Les nouveaux Belges ssont une chance pour la Belgique, une chance pour l'Europe: ils montrent l'exemple à suivre pour l'intégration de nations différentes au sein d'un même ensemble politico-institutionnel, en luttant pourl'égalité de traitement des communautés culturelles et en refusant le particularisme régional égoïste.


COMMENT LUTTER POUR LE SUFFRAGE UNIVERSEL ?

Pierre-Yves [LAMBERT] (article proposé pour le journal des Etudiants FGTB, 1er trimestre 1987)

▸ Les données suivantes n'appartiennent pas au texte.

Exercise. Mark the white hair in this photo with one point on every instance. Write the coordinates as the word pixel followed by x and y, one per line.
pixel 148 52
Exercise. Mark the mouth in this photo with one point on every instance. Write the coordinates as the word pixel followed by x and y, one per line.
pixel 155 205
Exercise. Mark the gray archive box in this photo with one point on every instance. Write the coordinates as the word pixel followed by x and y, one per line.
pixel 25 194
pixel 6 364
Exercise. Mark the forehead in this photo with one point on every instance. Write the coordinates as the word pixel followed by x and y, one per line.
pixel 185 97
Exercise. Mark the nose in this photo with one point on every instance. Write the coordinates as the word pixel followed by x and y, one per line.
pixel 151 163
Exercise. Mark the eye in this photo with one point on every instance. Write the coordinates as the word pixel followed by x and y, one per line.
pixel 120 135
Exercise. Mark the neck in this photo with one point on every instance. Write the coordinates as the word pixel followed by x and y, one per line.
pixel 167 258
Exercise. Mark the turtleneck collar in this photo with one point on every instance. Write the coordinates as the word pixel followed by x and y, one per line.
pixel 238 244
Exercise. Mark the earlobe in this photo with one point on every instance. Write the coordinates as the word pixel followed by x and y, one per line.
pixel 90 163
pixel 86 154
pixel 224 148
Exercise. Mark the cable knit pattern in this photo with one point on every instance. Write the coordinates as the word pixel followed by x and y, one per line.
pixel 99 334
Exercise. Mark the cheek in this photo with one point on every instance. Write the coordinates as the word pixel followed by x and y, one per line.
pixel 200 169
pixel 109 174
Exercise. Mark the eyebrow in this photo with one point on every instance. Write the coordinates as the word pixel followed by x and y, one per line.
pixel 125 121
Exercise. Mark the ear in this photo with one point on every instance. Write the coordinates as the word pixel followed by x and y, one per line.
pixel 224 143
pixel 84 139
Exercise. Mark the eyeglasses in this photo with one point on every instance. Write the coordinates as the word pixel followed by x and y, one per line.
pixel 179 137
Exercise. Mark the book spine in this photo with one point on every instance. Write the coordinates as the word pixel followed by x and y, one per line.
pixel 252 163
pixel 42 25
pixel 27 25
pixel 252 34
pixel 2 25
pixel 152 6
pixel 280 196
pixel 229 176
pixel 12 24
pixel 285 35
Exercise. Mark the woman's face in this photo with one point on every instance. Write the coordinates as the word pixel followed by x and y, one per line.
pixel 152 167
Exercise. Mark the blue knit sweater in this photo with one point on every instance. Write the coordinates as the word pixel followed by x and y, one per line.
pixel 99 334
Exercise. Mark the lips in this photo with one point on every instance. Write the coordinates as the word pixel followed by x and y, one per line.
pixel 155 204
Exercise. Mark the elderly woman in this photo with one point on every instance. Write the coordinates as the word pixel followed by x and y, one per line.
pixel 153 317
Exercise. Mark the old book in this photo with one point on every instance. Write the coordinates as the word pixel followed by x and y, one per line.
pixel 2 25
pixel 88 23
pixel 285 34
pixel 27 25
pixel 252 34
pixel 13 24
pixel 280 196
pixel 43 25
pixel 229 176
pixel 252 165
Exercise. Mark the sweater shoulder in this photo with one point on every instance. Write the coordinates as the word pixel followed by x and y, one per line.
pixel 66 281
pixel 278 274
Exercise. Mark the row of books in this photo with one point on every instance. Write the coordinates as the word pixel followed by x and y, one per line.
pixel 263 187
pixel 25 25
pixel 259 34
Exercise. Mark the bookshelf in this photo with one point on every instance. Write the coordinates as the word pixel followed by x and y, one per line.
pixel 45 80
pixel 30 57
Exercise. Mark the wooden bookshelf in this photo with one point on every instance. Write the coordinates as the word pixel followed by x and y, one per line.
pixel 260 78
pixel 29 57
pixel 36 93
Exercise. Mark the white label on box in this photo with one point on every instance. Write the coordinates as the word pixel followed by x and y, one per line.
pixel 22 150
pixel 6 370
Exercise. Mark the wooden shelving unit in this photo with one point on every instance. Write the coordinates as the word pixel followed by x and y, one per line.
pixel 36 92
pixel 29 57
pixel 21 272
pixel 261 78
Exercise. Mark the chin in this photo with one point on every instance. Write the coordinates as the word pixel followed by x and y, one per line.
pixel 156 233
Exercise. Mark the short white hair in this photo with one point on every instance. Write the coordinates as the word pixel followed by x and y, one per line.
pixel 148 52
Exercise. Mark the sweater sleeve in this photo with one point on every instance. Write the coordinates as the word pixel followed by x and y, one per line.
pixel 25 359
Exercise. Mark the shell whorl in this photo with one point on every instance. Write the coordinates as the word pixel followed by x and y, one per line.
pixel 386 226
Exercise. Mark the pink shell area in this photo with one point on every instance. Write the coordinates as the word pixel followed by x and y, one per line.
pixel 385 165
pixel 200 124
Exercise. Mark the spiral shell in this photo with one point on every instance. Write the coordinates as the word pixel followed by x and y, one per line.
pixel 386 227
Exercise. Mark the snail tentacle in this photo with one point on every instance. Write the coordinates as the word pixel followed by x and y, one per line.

L'année prochaine, nous voterons. Pour certains d'entre nous, ce sera la première fois. Mais voterons-nous au même bureau, pour une même élection ? Cela, c'est peu probable. Bien que notre syndicat ait décidé, en décembre dernier, de "prôner l'octroi du droit de vote et d'éligibilité aux migrants pour les élections locales", ne nous faisons pas d'illusions: le projet de loi présenté par le député "vert" Jacques PREUMONT dans ce sens a peu de chances d'être adopté avant l'année prochaine s'il n'est pas soutenu massivement dans les rues.

Certains d'entre nous devront-ils alors voter pour un conseil communal, alors que d'autres ne le feront que pour un conseil consultatif sans aucun pouvoir ?

Cela, nous le refusons.

Alors, comment agir efficacement pour soutenir ce projet de loi ?

Comment lutter pour le suffrage universel dans les communes où nous vivons ?

Le seul moyen que nous ayons, c'est de nous unir, immigrés de la première ou de la deuxième génération et Belges progressistes, au sein d'un groupe de pression qui devra être suffisamment important pour forcer les parlementaires à faire respecter le suffrage universel par la loi. Ce groupe de pression devra être indépendant vis-à-vis des partis et des syndicats, afin de peser de tout son poids sur l'ensemble de l'opinion publique.

En tant que jeunes syndicalistes, notre rôle dans un tel groupe de pression sera important: nous devons informer et encadrer les jeunes "apolitiques", et nous les aiderons à organiser la lutte (non violente, bien sûr) contre le conservatisme obtus de la classe politique. Prenons d'ores et d'éjà l'initiative dans ce combat, et appelons à la formation d'un vaste rassemblement progressiste et internationaliste, diffusons-en déjà l'idée autour de nous et élaborons un plan d'actions.

"Ensemble nous serons plus forts pour construire une société plus juste et plus solidaire" (Manifeste pour l'intégration des travailleurs immigrés, FGTB, décembre 1986).